Strijden om de gunst van de student

Staatssecretaris Rutte heeft zijn lang verwachte voorstel voor een meer vraaggestuurd nieuw bekostigingssysteem naar de Tweede Kamer gestuurd. Wordt het aanvaard, dan hebben de studenten vanaf 2007 een budgettaire sleutelpositie. Weliswaar zullen de opleidingen net als nu geld krijgen voor iedere student die ze binnenhalen, maar het grote verschil is dat ze dit geld weer snel kwijtraken als ze onvoldoende kwaliteit leveren en hun studenten tussentijds afhaken. Die kunnen hun 'leerrechten' namelijk verzilveren bij een andere opleiding of instelling die beter op hun wensen inspeelt.

Door studenten met de voeten te laten stemmen over de kwaliteit van hun opleiding, gooit Rutte het roer flink om. Universiteiten werken al jaren met een hoge basisbekostiging en een kleine diplomabonus. Hogescholen worden nu nog meer dan de universiteiten bekostigd voor het aantal studenten dat ze afleveren. Ruttes nieuwe stelsel handhaaft weliswaar een basisvergoeding om de continuïteit van opleidingen te garanderen, maar die zal in het nieuwe stelsel wel veel kleiner zijn. Ook de diplomabonus wordt - vooral in het hbo - minder belangrijk. Een instelling waar een student zijn eerste diploma haalt, krijgt een bonus van 25 procent bovenop de daar gebruikte leerrechten.

Lanterfantende studenten

Niet alleen de instellingen zullen harder worden afgerekend, ook van de studenten wordt meer verwacht. Immers, de financiële middelen voor het hoger onderwijs zijn beperkt en de kenniseconomie heeft meer hooggeschoolde inbreng nodig. Aan lanterfantende studenten wil de staatssecretaris zijn schaarse geld niet kwijt. Bachelorstudenten wil hij bekostigen voor de cursusduur plus een jaar, masterstudenten voor de cursusduur plus een half jaar. Als een student die tijdslimieten overschrijdt, moet hij voor de resterende jaren een marktconform collegegeld betalen - wat neerkomt op maximaal 6500 euro. Dat bedrag kan hij overigens wel bij de IB-Groep lenen.
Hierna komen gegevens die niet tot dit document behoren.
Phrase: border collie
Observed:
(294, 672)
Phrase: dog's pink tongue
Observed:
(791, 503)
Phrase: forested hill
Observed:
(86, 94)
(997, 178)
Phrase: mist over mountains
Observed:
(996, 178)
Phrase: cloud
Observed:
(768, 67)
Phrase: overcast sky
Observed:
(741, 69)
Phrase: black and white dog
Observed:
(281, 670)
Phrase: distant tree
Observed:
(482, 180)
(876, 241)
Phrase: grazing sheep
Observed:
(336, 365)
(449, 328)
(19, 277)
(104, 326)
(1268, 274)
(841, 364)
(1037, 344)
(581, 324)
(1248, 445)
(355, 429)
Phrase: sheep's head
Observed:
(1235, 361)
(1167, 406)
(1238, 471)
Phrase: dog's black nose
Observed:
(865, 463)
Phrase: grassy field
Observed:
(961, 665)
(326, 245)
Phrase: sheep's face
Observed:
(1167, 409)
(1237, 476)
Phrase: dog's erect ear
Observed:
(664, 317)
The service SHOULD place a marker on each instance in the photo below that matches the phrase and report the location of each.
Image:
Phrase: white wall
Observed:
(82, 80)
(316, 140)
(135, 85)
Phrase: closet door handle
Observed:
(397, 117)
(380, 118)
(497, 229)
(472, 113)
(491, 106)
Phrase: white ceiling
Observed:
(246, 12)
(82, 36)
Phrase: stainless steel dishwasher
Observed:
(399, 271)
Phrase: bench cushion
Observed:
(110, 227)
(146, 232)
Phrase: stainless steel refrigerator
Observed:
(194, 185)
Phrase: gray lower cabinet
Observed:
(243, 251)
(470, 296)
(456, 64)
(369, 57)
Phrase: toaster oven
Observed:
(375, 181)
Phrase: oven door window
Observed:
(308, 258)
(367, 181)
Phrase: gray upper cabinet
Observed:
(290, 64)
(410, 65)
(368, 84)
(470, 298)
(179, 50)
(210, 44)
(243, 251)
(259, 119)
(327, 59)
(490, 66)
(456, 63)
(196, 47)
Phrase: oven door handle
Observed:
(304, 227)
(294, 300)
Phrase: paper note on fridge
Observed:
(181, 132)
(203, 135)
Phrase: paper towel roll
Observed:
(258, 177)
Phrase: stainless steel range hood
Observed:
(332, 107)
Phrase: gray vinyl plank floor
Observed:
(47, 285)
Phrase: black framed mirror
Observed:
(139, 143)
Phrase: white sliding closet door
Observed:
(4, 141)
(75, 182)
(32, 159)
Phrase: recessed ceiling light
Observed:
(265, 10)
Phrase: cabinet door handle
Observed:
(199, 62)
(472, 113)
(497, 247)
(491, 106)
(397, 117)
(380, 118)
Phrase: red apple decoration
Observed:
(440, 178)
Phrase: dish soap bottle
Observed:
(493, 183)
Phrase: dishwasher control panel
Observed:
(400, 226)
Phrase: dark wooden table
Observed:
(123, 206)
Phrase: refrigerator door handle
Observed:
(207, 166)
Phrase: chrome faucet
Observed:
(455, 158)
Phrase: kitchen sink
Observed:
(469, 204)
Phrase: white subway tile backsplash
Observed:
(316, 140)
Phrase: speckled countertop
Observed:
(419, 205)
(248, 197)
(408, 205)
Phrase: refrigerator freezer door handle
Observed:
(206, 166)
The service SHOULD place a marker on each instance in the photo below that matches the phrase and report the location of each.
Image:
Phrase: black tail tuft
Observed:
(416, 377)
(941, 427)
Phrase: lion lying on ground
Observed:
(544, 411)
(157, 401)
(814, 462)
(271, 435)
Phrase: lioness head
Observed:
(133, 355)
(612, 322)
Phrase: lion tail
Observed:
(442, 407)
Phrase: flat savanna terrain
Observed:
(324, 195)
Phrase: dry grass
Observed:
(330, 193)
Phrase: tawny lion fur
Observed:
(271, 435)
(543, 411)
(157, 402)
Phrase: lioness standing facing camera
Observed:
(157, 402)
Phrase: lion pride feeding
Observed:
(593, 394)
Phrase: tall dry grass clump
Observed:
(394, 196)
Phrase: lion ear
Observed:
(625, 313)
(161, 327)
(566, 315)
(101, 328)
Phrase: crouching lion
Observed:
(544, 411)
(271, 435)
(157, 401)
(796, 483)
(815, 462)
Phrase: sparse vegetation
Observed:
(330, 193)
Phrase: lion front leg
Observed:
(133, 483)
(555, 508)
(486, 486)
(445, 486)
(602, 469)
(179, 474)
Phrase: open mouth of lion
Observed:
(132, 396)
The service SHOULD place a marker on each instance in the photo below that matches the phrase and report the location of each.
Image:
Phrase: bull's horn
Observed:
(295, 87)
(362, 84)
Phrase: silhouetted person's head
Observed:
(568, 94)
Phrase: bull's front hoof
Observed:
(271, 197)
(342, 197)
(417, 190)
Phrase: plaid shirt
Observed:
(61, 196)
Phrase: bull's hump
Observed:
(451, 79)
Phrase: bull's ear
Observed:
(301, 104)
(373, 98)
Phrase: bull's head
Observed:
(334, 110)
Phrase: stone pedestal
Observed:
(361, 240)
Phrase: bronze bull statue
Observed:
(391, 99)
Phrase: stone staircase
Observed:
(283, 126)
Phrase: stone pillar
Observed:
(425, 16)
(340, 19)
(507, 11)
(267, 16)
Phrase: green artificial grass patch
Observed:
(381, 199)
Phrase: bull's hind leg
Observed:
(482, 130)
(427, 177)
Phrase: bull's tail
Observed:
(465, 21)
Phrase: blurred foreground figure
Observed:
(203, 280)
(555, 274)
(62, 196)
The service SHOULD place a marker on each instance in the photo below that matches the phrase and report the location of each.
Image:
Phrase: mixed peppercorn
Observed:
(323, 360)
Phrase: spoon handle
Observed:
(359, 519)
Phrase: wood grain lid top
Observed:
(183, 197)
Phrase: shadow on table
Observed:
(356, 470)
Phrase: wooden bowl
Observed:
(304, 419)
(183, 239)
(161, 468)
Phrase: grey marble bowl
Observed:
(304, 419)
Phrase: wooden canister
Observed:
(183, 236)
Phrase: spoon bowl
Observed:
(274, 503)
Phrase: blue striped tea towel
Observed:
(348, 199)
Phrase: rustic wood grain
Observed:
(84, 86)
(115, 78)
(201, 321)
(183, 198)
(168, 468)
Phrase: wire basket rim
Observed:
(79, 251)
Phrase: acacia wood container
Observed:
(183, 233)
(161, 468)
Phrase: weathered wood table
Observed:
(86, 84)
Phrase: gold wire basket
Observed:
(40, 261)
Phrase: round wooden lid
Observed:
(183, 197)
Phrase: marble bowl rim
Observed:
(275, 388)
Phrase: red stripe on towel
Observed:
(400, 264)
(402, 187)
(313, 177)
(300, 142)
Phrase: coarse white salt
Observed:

Het voorstel om collegegeld voor te schieten geldt voor alle studenten, ongeacht het salaris van hun ouders. Dat is één van de voorgestelde aanpassingen van de studiefinanciering. De ingrepen in dat stelsel zijn overigens minder verstrekkend dan die in de bekostiging. Wel wordt de aflossing van de studieschuld flexibeler doordat uitgestudeerden deze naar eigen goeddunken vijf jaar kunnen onderbreken. Bovendien wordt het aflossingsbedrag sterker gerelateerd aan de hoogte van het inkomen, waarmee Rutte de leenaversie wil verkleinen. De afbetalingstermijn van vijftien jaar blijft gehandhaafd. Restschulden worden ook in de plannen van Rutte kwijtgescholden.